Coinkite, la société à l'origine de Coldcard, le portefeuille matériel affecté par une faille dans son code de génération de graines, pourrait faire l'objet de poursuites judiciaires de la part des victimes qui ont perdu plus de 88 millions de dollars en BTC au cours des deux derniers jours.
Coinkite risque un recours collectif après qu'un bug de son portefeuille Bitcoin a coûté plus de 1 300 BTC à ses utilisateurs

Points clés
- Les victimes envisagent d'intenter des recours collectifs contre Coinkite après avoir perdu 88 millions de dollars à cause du bug du portefeuille Coldcard.
- Les experts juridiques sont profondément divisés quant à la responsabilité de Coinkite, ce qui complique les chances des victimes de récupérer leurs fonds.

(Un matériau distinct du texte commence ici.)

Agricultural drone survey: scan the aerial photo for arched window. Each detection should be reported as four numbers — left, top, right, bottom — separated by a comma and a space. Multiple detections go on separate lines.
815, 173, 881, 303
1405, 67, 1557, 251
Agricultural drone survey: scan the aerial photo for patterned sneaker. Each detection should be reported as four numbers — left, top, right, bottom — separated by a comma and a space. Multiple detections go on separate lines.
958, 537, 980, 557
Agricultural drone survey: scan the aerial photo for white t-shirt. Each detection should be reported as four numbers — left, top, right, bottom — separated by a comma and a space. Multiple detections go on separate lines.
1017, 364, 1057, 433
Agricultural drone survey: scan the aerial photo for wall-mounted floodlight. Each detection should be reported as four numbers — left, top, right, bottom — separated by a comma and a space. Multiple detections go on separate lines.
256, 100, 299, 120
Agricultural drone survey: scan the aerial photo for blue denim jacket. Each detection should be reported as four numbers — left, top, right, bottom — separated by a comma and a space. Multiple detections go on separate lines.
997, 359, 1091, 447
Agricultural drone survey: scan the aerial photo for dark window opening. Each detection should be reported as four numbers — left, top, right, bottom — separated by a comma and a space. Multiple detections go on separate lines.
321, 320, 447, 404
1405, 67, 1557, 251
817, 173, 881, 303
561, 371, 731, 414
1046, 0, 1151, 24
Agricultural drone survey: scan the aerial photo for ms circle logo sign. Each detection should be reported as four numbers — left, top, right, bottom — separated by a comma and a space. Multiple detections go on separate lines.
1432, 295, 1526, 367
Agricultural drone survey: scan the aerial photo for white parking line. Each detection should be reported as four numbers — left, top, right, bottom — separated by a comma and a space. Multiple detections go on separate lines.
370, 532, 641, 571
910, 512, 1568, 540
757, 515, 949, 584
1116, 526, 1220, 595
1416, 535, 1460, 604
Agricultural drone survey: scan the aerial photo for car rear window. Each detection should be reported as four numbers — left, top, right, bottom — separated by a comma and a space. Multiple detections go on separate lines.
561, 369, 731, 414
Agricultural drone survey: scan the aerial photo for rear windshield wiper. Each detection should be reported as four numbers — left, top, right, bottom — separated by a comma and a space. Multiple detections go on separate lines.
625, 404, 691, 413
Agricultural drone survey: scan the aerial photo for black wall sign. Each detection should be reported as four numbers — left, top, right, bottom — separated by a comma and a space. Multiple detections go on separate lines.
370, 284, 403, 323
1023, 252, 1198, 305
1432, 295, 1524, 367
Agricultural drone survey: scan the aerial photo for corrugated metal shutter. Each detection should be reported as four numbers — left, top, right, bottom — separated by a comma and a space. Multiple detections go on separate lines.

- Ces éventuelles affaires de responsabilité du fait des produits pourraient établir des précédents juridiques majeurs pour les fabricants de portefeuilles matériels de cryptomonnaies.
Les utilisateurs s’apprêtent à intenter une action en justice contre Coinkite suite à la faille de Coldcard
Coinkite, la société à l’origine de la gamme de portefeuilles matériels Coldcard, pourrait faire l’objet de poursuites judiciaires de la part d’utilisateurs ayant perdu, au total, plus de 1 300 BTC en raison d’une faille dans le générateur de phrase de récupération utilisé par certains de ses modèles.
Thomas Braziel, fondateur et associé gérant de 117 Partners, étudie actuellement les moyens d’agir contre l’entreprise, évoquant notamment des actions en responsabilité du fait des produits, voire le lancement d’un recours collectif contre le fabricant.
M. Braziel coordonne et recueille actuellement des informations auprès des victimes à l’échelle internationale avant de se lancer dans ces démarches. Il n’est pas le seul à envisager de poursuivre Coinkite. Felipe Ojeda, un défenseur du bitcoin au Brésil qui a perdu la quasi-totalité de son capital, a déjà déposé une plainte auprès de la police et compte engager une action contre la société au Brésil.
Il ne se montre toutefois pas optimiste quant à l’issue de ces démarches, car il reconnaît que la société ne dispose pas de la capacité financière nécessaire pour indemniser intégralement toutes les personnes lésées, même si elle comptait parmi les plus fiables dans le domaine de l’auto-custode.
« Quelle est la valorisation de cette société ? Elle a bénéficié de deux tours de financement en 2013 ; elle n’a aucun chiffre d’affaires, bien qu’elle soit la plus importante dans ce domaine de la gestion autonome ; dans le monde réel, en dehors du bitcoin, elle ne représentait rien, c’était une toute petite entreprise », a-t-il déclaré à Livecoins.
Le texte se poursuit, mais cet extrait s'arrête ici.